No tenía pensado recibir visitas hoy. Supongo que no se puede detener una inundación. Que simplemente llega y te ocupa. Transforma todo tu ser. Tu ojo mira de diferente manera y en la cabeza sientes el aroma a esa infusión que tanto te gusta. Incluso cuando ignoras el tiempo de la etiqueta de la bolsa y el agua se amarga un poco. Solamente un poco. No más. Y, aún así, ese regusto amargo, ese desenlace final que te recuerda que el momento se acabó y ya no dura, suena diferente si escuchas, también, una vez inundado.

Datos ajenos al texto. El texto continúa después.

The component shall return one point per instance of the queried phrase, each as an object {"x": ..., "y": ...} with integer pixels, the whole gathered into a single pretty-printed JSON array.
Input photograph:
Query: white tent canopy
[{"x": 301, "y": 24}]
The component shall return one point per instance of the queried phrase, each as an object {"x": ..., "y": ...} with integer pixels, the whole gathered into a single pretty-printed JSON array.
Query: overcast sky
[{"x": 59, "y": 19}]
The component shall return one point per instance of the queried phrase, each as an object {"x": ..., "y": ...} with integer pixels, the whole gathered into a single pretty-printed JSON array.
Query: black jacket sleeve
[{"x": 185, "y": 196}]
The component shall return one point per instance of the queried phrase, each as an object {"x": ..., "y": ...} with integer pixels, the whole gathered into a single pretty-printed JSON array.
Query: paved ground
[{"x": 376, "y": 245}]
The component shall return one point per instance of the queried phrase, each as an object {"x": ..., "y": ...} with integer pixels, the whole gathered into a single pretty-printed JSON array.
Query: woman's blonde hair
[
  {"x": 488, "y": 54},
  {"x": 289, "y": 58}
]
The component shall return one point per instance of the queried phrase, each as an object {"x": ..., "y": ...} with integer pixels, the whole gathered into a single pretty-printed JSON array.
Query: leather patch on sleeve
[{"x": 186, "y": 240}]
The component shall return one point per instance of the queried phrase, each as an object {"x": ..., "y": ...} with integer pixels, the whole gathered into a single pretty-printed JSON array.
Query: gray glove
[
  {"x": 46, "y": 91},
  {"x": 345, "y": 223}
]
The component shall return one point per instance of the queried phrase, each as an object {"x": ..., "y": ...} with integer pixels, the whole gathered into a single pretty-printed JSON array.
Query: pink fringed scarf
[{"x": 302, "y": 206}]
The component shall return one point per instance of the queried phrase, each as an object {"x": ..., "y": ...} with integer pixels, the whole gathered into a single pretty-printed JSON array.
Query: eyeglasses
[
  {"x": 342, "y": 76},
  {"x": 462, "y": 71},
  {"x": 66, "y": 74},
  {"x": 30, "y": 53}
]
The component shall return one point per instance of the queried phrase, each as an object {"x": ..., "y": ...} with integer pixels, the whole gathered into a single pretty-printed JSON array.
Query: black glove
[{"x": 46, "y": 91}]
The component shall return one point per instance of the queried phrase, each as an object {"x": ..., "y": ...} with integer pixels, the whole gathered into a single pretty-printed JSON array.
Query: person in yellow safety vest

Hoy no esperaba emocionarme con tu canción. ¿Acaso importa cuál? Simplemente has vuelto a generar música de unos pensamientos maltrechos, de una piel de cenizas que a tu sonido no se puede interrumpir. Entonces caía el sol, pero yo he visto el día más colorido. Y ya no he bajado a la calle para tumbarme junto a las hojas que se caen, porque sentía suficiente fuerza como para quedarme sujeto al árbol. En la rama de la vid que verterá su añejo en verano. O en invierno, eso no importa.
Esta tarde no habían cerezas para mi taza de té. No me importan los sabores y el dulce me empalaga. Después odio esa sensación y me arrepiento. No eres azúcar ni eres sal. Tan sólo me vuelves a envolver entre vapores de niebla, escondido en el hueco de la roca. Tampoco lo esperaba, pero tú no miras mis relojes. Las agujas que me alejan del recuerdo y trocean mi pretensión. No importa cuál porque ahora eso también está inundado de ti.
Siento que me castiga el no haber previsto que esto pasase. El no haberte esperado. ¿Me atormentará la ausencia que ha sido inundada? Y no tengo ningún derecho a hablar de ausencia, cuando he sido yo el que ha bajado a la calle para estirarse junto a las hojas sin preocuparse de que el viento lo arrastrase. Pero, incluso en el viento, podía escuchar el eco de tu cascada cayendo sobre mí. Erosionando la roca. Haciendo trizas las compuertas en las que había enterrado el entendimiento por miedo. Por ser irracional.